Его голос звучал как предвестие бури.
В имении Сумраковых
Сумраков метался по комнате, почти сгрызая локти от невыносимого
напряжения. Его шаги гулко отражались от стен.
— Где начальник охраны?! Почему никто ничего не докладывает?! —
кричал он, обрушивая свой гнев на бедного гвардейца, только что
вернувшегося с разведки.
Тот выглядел так, будто его уже сто раз похоронили. Голос
дрожал, когда он наконец заговорил:
— Господин… весь отряд лучших бойцов уничтожен.
Эти слова, словно молотом, ударили Ярослава по голове.
— А наш начальник… — гвардеец нервно сглотнул, отворачивая
взгляд. — Его голову... какой-то мужик со стеклянным глазом насадил
на кол, как знамя.
Граф почувствовал, как ноги подкосились, но он каким-то чудом
удержался на месте. С трудом сглотнув ком в горле, он провёл
влажными от пота ладонями по лицу, стараясь не утратить остатки
самообладания.
Теперь он ясно понимал: те наёмники совсем не были дешевым
отребьем. Он недооценил их, как и самого Добрынина.

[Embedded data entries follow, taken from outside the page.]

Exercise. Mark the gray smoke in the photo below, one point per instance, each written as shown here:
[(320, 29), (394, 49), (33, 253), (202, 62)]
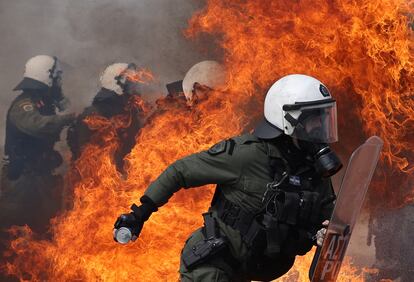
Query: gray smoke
[(88, 35)]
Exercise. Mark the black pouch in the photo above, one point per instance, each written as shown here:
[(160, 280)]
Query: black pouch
[(203, 250), (15, 168)]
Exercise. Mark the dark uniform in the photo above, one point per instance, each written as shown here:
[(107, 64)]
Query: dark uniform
[(30, 193), (244, 237), (107, 104)]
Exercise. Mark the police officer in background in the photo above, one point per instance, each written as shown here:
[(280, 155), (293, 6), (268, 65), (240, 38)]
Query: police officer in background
[(273, 195), (119, 85), (30, 191)]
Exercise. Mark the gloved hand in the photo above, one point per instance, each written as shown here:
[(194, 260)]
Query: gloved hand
[(320, 235), (133, 221)]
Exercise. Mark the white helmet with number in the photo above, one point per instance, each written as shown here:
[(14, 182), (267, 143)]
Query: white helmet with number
[(40, 72), (205, 73), (120, 78), (300, 106)]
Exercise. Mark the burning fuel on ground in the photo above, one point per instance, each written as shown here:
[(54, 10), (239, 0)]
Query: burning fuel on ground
[(362, 50)]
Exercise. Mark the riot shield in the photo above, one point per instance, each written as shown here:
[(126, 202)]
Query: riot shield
[(361, 166)]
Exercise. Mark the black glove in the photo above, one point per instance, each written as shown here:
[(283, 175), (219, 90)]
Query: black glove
[(134, 220)]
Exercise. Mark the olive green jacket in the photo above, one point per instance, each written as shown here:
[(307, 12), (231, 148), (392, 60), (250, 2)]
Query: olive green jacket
[(240, 167)]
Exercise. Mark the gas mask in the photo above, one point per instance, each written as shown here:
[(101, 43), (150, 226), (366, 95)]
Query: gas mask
[(326, 162), (316, 127)]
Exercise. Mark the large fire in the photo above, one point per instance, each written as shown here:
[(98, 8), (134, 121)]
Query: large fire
[(362, 50)]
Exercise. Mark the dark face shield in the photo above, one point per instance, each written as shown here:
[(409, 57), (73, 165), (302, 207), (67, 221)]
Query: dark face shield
[(317, 124)]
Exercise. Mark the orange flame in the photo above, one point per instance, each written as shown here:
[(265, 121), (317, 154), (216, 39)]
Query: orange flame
[(361, 50)]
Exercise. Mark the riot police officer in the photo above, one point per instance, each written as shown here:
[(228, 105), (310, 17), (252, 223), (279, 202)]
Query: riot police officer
[(273, 189), (119, 86), (201, 78), (30, 191)]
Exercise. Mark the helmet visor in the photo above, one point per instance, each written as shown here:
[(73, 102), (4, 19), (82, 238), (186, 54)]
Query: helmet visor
[(317, 124)]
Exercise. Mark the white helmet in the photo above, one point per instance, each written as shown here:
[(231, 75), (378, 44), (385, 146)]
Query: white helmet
[(40, 72), (120, 78), (300, 106), (206, 73)]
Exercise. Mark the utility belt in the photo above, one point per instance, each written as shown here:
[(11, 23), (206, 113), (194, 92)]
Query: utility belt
[(288, 220)]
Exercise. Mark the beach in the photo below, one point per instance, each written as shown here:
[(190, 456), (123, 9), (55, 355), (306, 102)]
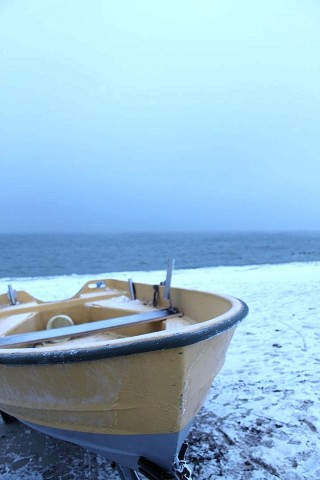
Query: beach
[(261, 418)]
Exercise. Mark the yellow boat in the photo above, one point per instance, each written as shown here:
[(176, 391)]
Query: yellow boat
[(120, 368)]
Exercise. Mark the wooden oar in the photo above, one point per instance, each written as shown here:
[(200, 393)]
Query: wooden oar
[(22, 339)]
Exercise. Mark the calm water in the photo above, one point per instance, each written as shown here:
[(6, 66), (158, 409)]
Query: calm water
[(47, 255)]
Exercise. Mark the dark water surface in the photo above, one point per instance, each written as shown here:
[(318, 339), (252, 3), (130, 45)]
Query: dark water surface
[(64, 254)]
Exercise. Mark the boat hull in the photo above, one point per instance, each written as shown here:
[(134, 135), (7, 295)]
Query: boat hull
[(130, 397)]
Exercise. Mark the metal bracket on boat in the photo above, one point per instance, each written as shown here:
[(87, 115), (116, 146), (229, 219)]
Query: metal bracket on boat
[(180, 469), (132, 289), (12, 295), (167, 282)]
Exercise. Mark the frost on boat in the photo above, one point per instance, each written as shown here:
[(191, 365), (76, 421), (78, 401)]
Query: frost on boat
[(120, 368)]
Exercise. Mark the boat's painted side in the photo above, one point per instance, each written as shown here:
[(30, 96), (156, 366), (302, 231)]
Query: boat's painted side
[(127, 396)]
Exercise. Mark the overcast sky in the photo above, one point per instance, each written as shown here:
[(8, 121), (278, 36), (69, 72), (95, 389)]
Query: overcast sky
[(167, 115)]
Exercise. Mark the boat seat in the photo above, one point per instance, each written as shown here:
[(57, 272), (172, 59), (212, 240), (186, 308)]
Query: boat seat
[(8, 324)]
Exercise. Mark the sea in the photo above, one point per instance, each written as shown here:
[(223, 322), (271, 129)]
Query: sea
[(47, 255)]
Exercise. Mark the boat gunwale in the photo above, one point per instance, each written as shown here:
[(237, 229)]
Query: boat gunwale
[(189, 336)]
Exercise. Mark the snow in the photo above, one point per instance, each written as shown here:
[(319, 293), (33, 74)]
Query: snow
[(261, 418)]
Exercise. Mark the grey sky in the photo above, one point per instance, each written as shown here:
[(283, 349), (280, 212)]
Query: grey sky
[(173, 115)]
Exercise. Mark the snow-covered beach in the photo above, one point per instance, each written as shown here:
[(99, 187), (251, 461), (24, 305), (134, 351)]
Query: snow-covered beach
[(261, 419)]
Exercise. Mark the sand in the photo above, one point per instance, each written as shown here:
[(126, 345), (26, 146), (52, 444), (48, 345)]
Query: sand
[(261, 418)]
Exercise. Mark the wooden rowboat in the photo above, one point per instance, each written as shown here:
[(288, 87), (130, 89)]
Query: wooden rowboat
[(126, 376)]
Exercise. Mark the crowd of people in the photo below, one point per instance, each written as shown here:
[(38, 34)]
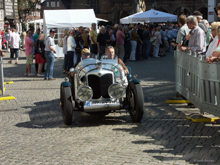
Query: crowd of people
[(130, 42)]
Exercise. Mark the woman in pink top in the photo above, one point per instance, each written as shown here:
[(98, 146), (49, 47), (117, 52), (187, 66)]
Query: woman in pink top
[(29, 43), (158, 42)]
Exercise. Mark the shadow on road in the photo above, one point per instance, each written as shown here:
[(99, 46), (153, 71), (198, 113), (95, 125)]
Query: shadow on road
[(47, 114), (177, 138)]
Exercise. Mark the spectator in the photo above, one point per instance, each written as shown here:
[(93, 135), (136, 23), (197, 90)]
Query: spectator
[(218, 10), (216, 54), (93, 35), (85, 53), (213, 45), (71, 46), (127, 44), (139, 55), (182, 33), (209, 36), (134, 38), (108, 35), (23, 36), (15, 43), (65, 36), (79, 44), (120, 42), (197, 39), (201, 24), (29, 44), (40, 54), (1, 37), (101, 41), (114, 31), (2, 53), (49, 54), (146, 42), (170, 37), (110, 52), (85, 37), (7, 37), (164, 39), (158, 42), (175, 31), (36, 34)]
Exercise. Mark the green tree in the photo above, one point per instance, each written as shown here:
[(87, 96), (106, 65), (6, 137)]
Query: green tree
[(25, 7)]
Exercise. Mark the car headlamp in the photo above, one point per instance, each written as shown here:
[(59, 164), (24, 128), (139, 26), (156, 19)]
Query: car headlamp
[(85, 93), (116, 91)]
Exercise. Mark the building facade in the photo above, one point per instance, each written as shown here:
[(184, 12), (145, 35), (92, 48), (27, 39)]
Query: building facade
[(8, 13), (53, 5), (113, 10)]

Осознание происходящего было всё сильнее. Ярослав смотрел в
пустоту, а в голове уже складывался один-единственный план —
бежать. Тайный лаз, о котором знали только избранные, теперь был
его единственной надеждой.
Он медленно развернулся и бросил взгляд на опустевший бокал
коньяка. Граф горько усмехнулся: это имение, эти стены, вся его
жизнь здесь — всё уже было потеряно.